What this liberal economic agenda would mean for a country like Belarus would not be Swedish-style living standards and social security - that is for the birds. Rather, Belarus would be turned into a basket case. It would result in mass migration, mass closure of nationalised industries and a general decimation of the working class. Of course, that does not mean that communists stand with the Lukashenko regime - it is repressive and anti-democratic to the core. The working class should be organised to overthrow it. It is just that communists recognise the real nature of the opposition as currently constituted.

The protest against the outcome of the March 19 election began as soon as polls closed, with more than 10,000 people gathering in the capital. There were smaller gatherings for the next few days, then an upsurge on March 25, when approximately 45,000 protestors in Minsk confronted state forces - until the riot police eventually dispersed them. More than 100 people were arrested, including Alexander Kozulin, a former government minister and a candidate against Lukashenko. He was badly beaten and sentenced to five-and-a-half years imprisonment for “hooliganism” and “incitement to mass disorder”.

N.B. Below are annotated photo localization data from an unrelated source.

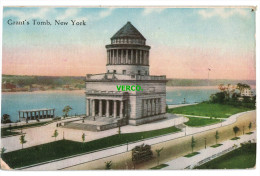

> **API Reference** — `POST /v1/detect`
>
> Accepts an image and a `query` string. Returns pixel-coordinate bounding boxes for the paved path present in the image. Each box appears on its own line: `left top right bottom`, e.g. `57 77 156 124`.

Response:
1 114 185 152
168 103 198 109
162 130 256 170
18 110 255 170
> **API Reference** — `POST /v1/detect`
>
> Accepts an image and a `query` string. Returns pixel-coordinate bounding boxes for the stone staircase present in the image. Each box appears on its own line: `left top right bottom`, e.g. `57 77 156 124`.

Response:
62 116 128 131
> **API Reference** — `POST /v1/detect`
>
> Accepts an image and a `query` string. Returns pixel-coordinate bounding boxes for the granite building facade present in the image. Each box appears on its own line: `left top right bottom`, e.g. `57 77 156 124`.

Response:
85 22 167 126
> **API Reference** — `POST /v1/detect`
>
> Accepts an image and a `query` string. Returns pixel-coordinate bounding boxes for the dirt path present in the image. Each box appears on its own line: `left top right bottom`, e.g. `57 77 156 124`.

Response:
64 110 256 170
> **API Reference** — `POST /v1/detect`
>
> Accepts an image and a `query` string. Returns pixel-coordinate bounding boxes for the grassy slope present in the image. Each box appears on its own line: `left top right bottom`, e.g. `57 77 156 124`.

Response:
196 143 256 169
3 126 180 168
184 117 222 127
169 102 253 118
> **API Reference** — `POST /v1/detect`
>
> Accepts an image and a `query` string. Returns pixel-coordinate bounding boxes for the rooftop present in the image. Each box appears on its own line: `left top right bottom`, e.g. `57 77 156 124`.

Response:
111 22 146 40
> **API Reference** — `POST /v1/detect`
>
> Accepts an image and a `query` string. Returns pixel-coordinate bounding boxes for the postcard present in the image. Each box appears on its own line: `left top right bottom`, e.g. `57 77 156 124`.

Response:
0 7 256 170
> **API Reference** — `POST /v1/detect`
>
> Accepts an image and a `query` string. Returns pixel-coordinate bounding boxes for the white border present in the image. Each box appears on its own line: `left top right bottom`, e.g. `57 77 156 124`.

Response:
0 1 259 176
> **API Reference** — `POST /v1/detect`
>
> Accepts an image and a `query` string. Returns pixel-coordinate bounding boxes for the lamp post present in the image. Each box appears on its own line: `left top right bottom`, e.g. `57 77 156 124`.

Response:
204 137 207 149
126 140 129 151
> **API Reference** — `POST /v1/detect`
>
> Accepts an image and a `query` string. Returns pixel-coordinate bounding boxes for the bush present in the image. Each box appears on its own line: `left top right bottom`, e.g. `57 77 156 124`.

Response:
210 92 225 103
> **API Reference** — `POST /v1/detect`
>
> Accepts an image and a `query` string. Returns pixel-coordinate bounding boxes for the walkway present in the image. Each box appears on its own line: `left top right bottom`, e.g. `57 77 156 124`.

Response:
17 110 255 170
1 114 185 152
162 130 256 170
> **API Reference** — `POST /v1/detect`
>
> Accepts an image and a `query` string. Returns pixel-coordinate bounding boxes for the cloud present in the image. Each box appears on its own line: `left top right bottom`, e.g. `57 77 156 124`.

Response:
98 8 114 19
198 8 250 19
142 8 165 16
57 9 79 20
4 8 54 20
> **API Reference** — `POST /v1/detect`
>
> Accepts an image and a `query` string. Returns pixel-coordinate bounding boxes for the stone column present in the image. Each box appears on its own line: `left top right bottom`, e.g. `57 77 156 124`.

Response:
110 50 112 64
141 100 144 117
145 51 148 65
113 100 117 118
107 50 109 64
26 112 29 120
151 99 153 115
136 50 138 64
116 49 119 64
86 99 90 116
120 101 123 118
23 112 25 119
92 99 96 116
147 99 149 116
131 49 133 64
112 50 114 64
140 50 143 65
124 101 128 117
53 109 55 118
99 100 102 117
46 110 48 118
154 99 157 115
147 51 149 65
106 100 109 117
125 50 128 64
121 49 123 64
158 98 161 114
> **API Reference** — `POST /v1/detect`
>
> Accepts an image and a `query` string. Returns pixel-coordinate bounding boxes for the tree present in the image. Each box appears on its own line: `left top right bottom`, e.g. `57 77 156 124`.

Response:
1 147 7 157
215 130 219 144
118 126 121 135
20 134 27 149
155 147 164 165
105 161 112 170
62 105 72 118
236 83 251 94
248 122 252 132
191 136 196 153
82 133 86 143
210 92 225 103
233 126 240 137
52 129 59 141
1 114 12 124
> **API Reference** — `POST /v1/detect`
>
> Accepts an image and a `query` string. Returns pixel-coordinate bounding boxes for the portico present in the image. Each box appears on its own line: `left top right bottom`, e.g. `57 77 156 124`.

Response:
86 98 128 118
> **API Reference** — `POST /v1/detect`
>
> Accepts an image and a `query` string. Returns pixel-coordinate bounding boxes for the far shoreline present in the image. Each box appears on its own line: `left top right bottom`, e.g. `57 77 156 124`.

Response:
1 85 256 94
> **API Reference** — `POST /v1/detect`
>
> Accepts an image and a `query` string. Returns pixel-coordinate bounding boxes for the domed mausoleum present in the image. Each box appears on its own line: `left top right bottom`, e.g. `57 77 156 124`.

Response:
67 22 167 131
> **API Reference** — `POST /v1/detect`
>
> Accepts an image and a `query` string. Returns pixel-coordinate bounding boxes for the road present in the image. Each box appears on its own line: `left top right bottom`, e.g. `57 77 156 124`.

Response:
16 110 256 170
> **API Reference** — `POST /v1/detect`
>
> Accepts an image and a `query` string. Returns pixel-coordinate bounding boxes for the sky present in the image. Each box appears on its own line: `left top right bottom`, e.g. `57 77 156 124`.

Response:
2 7 256 80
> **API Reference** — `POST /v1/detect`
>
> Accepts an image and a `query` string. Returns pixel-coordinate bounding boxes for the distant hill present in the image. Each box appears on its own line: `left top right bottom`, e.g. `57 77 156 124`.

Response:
2 75 85 88
1 75 256 87
166 78 256 87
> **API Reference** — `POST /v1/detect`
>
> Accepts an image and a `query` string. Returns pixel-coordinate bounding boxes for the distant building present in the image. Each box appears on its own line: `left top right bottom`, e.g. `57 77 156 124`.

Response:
241 88 254 97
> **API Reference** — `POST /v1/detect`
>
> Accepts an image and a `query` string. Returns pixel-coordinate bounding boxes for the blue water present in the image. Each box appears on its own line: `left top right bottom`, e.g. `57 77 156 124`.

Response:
1 87 220 122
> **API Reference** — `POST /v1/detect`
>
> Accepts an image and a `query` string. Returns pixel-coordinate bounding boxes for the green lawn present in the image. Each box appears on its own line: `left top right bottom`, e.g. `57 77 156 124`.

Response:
184 152 200 158
169 102 254 118
211 144 223 148
2 126 180 169
1 121 50 138
184 117 221 127
231 137 240 140
196 143 256 169
151 164 169 169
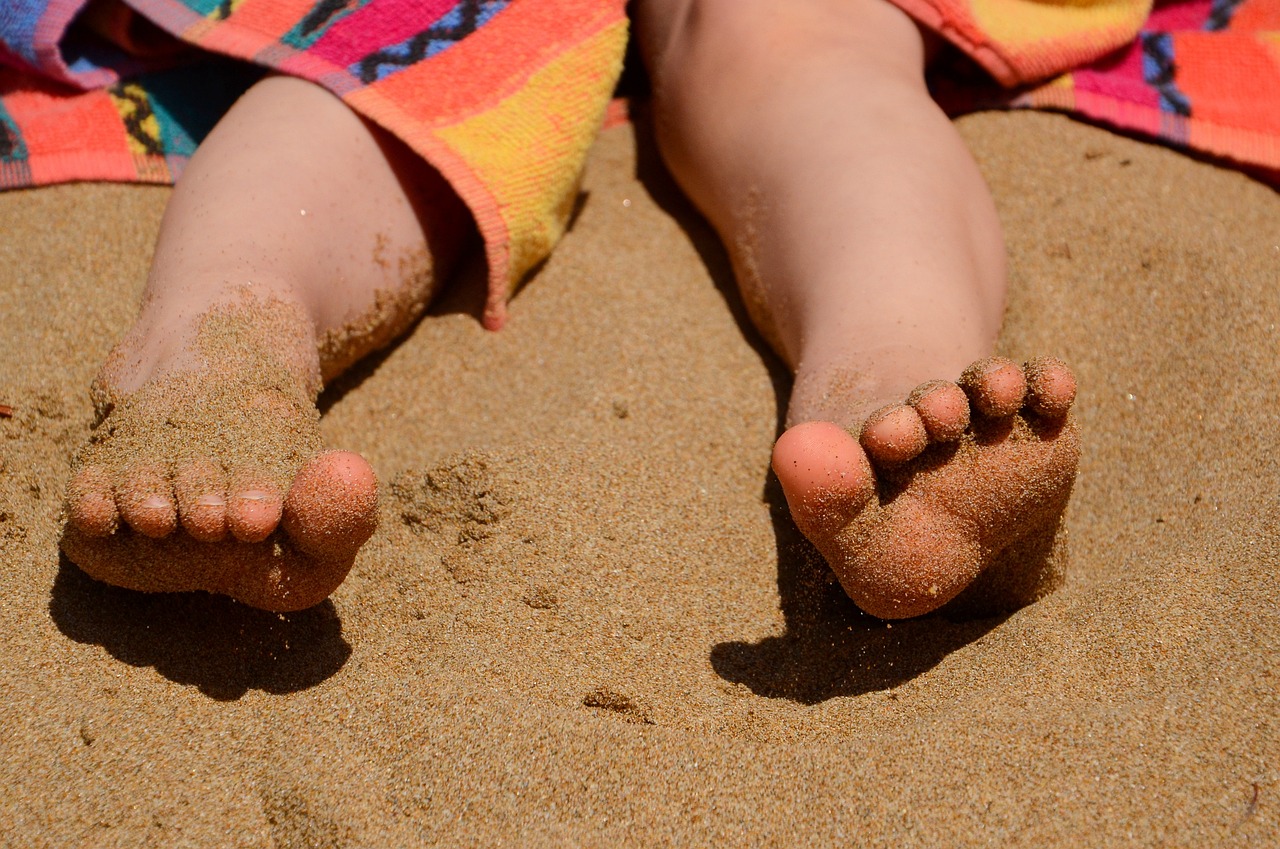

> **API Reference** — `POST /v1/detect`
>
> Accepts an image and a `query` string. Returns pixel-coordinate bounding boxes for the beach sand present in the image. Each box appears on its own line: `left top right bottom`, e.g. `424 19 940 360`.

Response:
1 111 1277 846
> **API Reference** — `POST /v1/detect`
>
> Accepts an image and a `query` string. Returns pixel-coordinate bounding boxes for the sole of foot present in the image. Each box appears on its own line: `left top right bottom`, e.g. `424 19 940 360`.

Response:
772 356 1080 620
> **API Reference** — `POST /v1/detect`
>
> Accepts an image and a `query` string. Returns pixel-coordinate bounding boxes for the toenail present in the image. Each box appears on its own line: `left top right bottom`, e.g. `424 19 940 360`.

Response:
238 491 271 502
142 496 170 509
196 494 226 507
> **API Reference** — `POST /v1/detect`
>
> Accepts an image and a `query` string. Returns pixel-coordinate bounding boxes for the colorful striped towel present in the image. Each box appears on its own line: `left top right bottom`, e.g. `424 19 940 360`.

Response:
900 0 1280 180
0 0 628 329
1 0 1275 328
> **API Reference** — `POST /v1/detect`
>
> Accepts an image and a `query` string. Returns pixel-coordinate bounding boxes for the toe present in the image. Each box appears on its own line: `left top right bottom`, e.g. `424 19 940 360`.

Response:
282 450 379 559
860 404 929 465
1024 357 1077 419
174 460 228 543
66 465 119 537
115 462 178 538
772 422 875 537
959 356 1027 419
906 380 970 443
226 470 283 544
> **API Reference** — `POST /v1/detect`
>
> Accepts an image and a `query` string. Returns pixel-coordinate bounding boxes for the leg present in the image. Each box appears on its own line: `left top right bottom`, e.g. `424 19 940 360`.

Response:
62 76 469 611
636 0 1079 618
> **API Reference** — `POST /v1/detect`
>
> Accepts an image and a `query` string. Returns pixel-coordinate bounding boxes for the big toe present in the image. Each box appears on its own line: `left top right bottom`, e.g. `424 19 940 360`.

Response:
281 450 379 559
772 422 874 537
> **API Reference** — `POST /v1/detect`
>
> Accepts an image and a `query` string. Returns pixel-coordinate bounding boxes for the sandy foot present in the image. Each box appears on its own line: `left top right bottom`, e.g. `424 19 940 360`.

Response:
772 357 1080 619
60 298 378 612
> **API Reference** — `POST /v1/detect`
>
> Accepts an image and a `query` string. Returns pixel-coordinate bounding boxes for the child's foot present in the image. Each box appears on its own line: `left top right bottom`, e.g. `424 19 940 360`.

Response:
55 75 465 611
60 295 378 612
772 357 1080 619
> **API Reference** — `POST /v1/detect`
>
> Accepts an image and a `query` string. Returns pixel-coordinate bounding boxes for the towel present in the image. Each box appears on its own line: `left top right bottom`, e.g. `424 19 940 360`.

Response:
900 0 1280 178
0 0 629 329
2 0 1274 326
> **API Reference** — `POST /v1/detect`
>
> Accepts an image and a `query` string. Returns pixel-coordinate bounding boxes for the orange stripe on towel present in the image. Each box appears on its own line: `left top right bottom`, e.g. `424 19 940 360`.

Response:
365 0 623 127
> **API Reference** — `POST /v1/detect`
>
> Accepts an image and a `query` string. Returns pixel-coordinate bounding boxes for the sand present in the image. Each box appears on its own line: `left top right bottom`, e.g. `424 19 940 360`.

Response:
1 112 1278 846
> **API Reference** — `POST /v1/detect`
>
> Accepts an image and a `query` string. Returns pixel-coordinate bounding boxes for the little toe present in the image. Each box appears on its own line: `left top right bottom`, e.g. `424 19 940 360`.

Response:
906 380 970 443
959 356 1027 419
282 450 379 559
115 462 178 538
226 471 283 544
860 404 929 465
1024 357 1077 419
174 460 228 543
772 421 875 537
67 465 119 537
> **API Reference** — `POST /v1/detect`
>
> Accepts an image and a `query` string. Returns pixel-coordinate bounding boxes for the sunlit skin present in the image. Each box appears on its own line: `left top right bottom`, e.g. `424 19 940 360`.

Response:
636 0 1079 617
64 0 1080 617
62 76 468 611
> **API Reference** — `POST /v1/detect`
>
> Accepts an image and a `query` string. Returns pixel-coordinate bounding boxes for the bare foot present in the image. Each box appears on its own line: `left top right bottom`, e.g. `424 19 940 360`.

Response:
56 75 468 611
60 296 378 612
772 357 1080 619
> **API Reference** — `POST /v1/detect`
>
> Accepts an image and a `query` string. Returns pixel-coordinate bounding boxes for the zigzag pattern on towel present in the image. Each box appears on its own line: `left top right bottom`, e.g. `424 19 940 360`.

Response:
1141 33 1191 116
353 0 509 84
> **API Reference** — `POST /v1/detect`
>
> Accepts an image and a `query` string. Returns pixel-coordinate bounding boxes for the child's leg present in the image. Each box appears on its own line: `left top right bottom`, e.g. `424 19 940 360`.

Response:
62 75 469 610
637 0 1079 618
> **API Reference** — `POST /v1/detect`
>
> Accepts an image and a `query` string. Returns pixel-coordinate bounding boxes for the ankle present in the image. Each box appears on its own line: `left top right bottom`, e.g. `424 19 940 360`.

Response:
100 287 322 403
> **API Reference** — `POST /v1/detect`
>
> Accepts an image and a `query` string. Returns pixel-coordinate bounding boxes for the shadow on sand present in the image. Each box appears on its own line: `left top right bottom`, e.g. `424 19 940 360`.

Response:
710 478 1010 703
49 557 351 701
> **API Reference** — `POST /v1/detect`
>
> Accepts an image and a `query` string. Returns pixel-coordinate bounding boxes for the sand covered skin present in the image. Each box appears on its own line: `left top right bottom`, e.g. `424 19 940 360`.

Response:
1 114 1278 845
62 294 379 611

What we have in Belarus right now is essentially a classic western-backed colour revolution - the return of the failed Denim Revolution which followed the 2006 Belarusian presidential election - jeans being an obvious symbol of western culture. The success or failure this time seems to hinge on the loyalty of the army - if it splits, Lukashenko will probably go. Then there is the Russian option. But Lukashenko should be careful what he wishes for, as military intervention by the Kremlin could lead to a whole host of unintended consequences.